Periodic Reporting for period 5 - LogCorRM (Log Correlations and Random Matrices)
Reporting period: 2022-09-01 to 2023-08-31
We are interested in certain extreme, rare phenomena that are important in many applications of random matrix theory. Researchers have been trying to understand these phenomena for many years, but without success because we did not have the right way to characterise them. Recently, a series of new ideas have opened the door to analysing the phenomena in question. These new ideas link the random matrix problem to a general area of mathematical research concerned with random geometrical and dynamics processes having certain specific correlations, in which these has been considerable progress over the past decade. This allows us to take general ideas, methods and results and adapt them to apply to the extreme, rare phenomena that we want to understand in the context of random matrices.
Our overall objectives were to calculate certain quantities, called the 'moments of the moments of the characteristic polynomials' of the random matrices. These characterise the extreme, rare phenomena that we want to understand. The formulae we hoped to derive can then be applied to many other areas of science and the social science where matrices are used to describe complex data sets or complex physical systems. We believe these moments of moments exhibit behaviour that is analogous to that associated with phase transitions in physical systems.
Remarkably, the phenomena that arise in the context of random matrices, which we hoped to understand, seem to be closely related to similar phenomena that occur in number theory. The Riemann zeta-function is a mathematical object that encodes information about the distribution of the prime numbers. It is one of a class of similar functions called L-functions. It is the subject of one of the greatest challenges in mathematics: the Riemann Hypothesis. The Riemann zeta-function, and the other L-functions, exhibit extreme, rare phenomena (in this case, unusually large values) which are surprisingly similar to those we study for random matrices. We sought to understand this better, in the hope of gaining new insights into various foundational questions in number theory that arise in the study of the Riemann zeta-function and other L-functions. In particular, we wanted to understand the 'moments of the moments' of the Riemann zeta-function and other L-functions and to investigate whether these exhibit phase-transition-like behaviour.

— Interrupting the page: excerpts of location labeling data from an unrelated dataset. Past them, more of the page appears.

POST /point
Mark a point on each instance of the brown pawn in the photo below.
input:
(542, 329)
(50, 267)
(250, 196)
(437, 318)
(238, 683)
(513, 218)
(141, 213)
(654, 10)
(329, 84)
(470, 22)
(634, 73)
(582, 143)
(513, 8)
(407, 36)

By the end of the project we had derived the formulae we sought for the moments of moments. In fact, we obtained several equivalent formulae that enabled us to understand the extreme value statistics from different perspectives. We also made significant progress in understanding the etxreme value statistics of the Riemann zeta-function and other L-functions. Our formulae connect the extreme value statistics to a ranger of other ideas in mathematics. We believe that this opens up several new avenues of research.
We have also started to apply the new understanding achieved to investigate the corresponding phenomena in number theory. We have established formulae for the moments of the moments of the Riemann zeta-function and certain other L-functions. This has led to significant progress in characterising the rare, extremely large values these functions take. We anticipate that this will open up new avenues of research in number theory, for example concerning the distribution of the prime numbers.